Apakah permintaan maaf sebaiknya
mencakup penjelasan?
Pada umumnya penjelasan
membebani permintaan maaf. Dimensi pengakuan menuntut dibeberkannya
detail-detail fakta pelanggaran sehingga pihak korban dapat menilai apakah
pelanggaran itu tidak disengaja, sengaja, atau disebabkan karena adanya
kelalaian. Tapi nyaris mustahil untuk menambahkan penjelasan tanpa membahas
masalah niat, padahal seperti telah kita perhatikan, saat korban pertama kali
menimbang-nimbang sebuah permintaan maaf mereka tidak peduli tentang niat, yang
mereka pedulikan hanyalah akibat.
Penjelasan memiliki kecendrungan yang
tidak menguntungkan untuk lebih melayani kepentingan pihak yang bersalah
daripada pihak yang disalahi. Hanya segelintir orang yang bisa menahan diri
untuk tidak menyodorkan penjelasan yang pada akhirnya hanya menjelma menjadi
pernyataan pembelaan diri atau pembenaran. Seperti kata Aaron Lazare saat ia
menulis dalam bukunya, On Apology, “pihak yang tersakiti seringkali menganggap
sebuah permintaan maaf tidak memuaskan jika tidak mencakup sebuah penjelasan.”

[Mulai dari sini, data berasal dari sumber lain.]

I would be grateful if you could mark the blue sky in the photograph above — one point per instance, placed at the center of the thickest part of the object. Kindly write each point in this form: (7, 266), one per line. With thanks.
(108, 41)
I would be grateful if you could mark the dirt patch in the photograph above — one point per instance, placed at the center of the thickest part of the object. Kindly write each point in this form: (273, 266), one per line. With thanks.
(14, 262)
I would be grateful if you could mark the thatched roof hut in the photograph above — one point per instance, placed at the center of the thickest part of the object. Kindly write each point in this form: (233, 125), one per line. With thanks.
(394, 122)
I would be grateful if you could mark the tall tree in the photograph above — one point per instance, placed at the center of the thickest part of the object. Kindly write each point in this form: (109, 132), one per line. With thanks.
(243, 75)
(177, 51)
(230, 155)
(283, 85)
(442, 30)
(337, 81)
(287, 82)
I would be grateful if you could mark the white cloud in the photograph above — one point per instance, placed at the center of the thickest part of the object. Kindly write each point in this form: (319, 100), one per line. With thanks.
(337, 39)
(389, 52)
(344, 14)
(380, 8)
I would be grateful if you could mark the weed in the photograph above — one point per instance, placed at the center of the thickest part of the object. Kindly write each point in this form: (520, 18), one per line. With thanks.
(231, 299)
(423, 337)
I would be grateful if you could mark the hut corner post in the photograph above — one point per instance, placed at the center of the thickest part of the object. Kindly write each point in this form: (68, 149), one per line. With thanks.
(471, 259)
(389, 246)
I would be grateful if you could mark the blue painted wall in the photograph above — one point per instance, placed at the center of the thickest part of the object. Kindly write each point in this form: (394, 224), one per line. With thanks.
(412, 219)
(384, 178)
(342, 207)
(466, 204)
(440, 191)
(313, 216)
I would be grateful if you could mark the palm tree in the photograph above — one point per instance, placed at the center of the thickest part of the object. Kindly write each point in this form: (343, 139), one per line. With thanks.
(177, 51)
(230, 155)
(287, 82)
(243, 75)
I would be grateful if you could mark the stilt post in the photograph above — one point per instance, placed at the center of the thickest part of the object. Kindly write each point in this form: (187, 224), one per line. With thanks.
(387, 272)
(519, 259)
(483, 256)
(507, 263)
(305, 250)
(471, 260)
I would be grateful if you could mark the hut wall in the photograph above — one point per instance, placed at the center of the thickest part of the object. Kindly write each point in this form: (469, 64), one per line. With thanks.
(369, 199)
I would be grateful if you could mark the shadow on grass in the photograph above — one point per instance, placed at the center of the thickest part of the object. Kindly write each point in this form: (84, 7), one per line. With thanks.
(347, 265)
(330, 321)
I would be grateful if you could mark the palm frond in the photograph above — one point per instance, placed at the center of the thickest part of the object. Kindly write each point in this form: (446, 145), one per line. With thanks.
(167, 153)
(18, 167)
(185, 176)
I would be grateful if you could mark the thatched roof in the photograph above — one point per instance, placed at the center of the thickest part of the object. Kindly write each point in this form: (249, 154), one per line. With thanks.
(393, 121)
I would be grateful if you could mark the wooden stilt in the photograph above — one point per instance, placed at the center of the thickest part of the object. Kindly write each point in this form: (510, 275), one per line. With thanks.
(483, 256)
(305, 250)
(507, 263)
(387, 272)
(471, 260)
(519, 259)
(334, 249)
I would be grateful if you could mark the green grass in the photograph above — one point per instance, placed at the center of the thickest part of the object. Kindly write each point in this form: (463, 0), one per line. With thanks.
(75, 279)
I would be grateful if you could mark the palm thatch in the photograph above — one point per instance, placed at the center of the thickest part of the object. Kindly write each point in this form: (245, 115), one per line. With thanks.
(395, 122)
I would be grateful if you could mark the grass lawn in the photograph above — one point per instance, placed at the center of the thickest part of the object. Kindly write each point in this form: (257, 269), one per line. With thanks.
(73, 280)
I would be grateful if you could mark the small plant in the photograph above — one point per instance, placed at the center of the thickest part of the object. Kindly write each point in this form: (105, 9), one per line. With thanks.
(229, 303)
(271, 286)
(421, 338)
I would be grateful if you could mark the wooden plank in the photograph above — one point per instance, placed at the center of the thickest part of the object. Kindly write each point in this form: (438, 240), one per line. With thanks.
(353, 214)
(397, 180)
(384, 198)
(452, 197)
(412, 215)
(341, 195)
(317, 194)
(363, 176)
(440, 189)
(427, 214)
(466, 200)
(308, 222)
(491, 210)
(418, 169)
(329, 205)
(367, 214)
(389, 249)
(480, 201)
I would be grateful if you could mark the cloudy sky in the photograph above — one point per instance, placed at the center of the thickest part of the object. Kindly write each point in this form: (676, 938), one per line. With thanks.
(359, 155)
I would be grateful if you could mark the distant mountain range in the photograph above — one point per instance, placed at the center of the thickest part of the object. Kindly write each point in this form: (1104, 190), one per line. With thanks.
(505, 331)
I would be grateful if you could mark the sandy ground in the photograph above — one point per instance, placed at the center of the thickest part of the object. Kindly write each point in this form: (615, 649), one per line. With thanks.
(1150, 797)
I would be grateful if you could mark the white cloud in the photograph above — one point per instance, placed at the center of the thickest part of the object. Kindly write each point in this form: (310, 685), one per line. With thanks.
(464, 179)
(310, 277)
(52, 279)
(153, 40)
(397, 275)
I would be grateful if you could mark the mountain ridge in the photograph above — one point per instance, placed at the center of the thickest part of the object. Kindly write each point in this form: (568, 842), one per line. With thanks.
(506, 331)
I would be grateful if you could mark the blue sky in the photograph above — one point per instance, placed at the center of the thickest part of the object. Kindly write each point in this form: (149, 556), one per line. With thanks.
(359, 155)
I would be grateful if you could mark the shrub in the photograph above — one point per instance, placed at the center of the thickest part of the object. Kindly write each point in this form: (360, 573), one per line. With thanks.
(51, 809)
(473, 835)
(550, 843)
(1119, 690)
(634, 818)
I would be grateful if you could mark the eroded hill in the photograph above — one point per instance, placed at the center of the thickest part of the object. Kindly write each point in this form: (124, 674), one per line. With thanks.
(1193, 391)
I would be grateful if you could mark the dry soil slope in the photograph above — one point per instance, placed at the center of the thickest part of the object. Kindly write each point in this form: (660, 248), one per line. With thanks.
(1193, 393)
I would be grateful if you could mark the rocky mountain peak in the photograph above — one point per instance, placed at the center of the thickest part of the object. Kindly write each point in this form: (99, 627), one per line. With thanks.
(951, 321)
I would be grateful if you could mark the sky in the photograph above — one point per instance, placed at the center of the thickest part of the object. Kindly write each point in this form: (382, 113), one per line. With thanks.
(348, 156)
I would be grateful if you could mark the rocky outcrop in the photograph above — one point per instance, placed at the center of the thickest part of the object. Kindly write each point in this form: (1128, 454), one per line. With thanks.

Mereka memandang penjelasan sebagai bagian dari utang yang harus dibayarkan
pada mereka. Pengalaman saya mengatakan bahwa pihak yang tersakiti menginginkan
penjelasan ketika mereka mempertimbangkan untuk memaafkan. Tapi pada momen
tersampaikannya permintaan maaf, sebuah penjelasan jarang dibutuhkan dan sering
kali tidak diinginkan. Menurut saya, permintaan maaf sederhana yang tidak
berusaha sedikitpun untuk member penjelasan adalah yang paling efektif.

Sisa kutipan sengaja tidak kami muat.